At GradFund, we offer graduate students and post-doc scholars alike, guidance and advice for applying to different types of external funding. Most students know about the Fulbright-Hays fellowships, National Science Foundation Graduate Research Fellowship Program, and the Ford Foundation Fellowships. However, there are many smaller awards for research and travel that are also available to students at different stages of their degree.
A good number of foundations, private and/or public archives, and libraries offer short-term funding awards for students who need to start, continue, or finalize their research for their dissertations, or even for the purpose of an article publication. Depending on your project’s geographical area, time period, and/or stage of completion, research awards ranging from $500.00 to a few thousand dollars are available to help you travel to your specific research area, gather information, and supplement the funding you may already be receiving from your department. In addition, smaller awards such as these tend to not have specific citizenship requirements, making them ideal for international students. This blog post will focus on research travel grants and awards for history students in the research or completion stages of their dissertations.
For any historian studying the United States, membership in the American Historical Association is a must. The AHA is the largest professional organization for historians, and provide awards and funding for graduate history students who are members in good standing. For access to the Library of Congress, the J. Franklin Jameson Fellowship in American History supports recipients for a full semester of study. For students who study histories of Europe, Asia, and Africa, the Bernadotte E. Schmitt Grants provide short-term funding for research travel and expenses. Finally, the Albert J. Beveridge Grant for Research in the History of the Western Hemisphere is $1000.00 for research expenses like travel to archives, photocopying and even collecting microfilms.

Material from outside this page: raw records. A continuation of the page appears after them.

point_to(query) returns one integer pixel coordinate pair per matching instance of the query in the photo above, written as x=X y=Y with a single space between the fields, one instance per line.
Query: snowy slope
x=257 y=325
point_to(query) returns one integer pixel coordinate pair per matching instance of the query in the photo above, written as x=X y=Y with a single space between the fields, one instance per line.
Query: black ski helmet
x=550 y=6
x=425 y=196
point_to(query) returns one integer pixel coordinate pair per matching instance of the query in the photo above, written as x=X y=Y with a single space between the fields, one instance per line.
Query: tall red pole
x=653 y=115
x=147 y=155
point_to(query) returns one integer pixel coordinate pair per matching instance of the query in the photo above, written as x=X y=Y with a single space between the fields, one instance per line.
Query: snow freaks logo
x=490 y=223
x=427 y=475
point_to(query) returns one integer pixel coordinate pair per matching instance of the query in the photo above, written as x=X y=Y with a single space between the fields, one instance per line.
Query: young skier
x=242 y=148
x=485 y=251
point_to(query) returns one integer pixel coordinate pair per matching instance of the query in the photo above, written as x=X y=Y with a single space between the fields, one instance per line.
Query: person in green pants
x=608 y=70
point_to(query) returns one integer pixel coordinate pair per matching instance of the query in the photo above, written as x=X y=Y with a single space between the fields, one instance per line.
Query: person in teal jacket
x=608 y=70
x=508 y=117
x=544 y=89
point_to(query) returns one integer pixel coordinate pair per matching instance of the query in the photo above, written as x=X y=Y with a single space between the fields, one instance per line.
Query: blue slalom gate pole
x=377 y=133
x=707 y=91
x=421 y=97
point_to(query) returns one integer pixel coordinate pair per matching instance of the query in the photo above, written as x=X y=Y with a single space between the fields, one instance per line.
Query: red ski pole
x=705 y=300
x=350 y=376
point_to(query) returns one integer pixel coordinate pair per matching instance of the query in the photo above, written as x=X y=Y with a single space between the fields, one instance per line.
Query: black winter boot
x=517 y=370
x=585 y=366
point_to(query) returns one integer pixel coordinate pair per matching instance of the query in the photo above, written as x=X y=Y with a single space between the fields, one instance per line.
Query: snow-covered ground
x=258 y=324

Another set of research grants and awards are geared towards history students who are nearing completion of their degree. These special awards give an extra boost of funding and support for ABD (All But Dissertation) students. The Berkshire Conference of Women Historians sponsors the CCWH / Berks Graduate Student Fellowship, which provides one student with $1000.00 with a crucial stage of research or their final year of writing. Next, the Society for the History of Technology Melvin Kranzberg Dissertation Fellowship helps history of technology students with $4000.00 to assist with anything they may need to complete their degree.
Ultimately, many research awards for any student working on their dissertations are available from associations like the AHA, major archives like the New York Public Libraries, and even from many schools like Duke University. Smaller research grants and awards are less competitive than larger multi-year fellowships, and have less requirements and stipulations.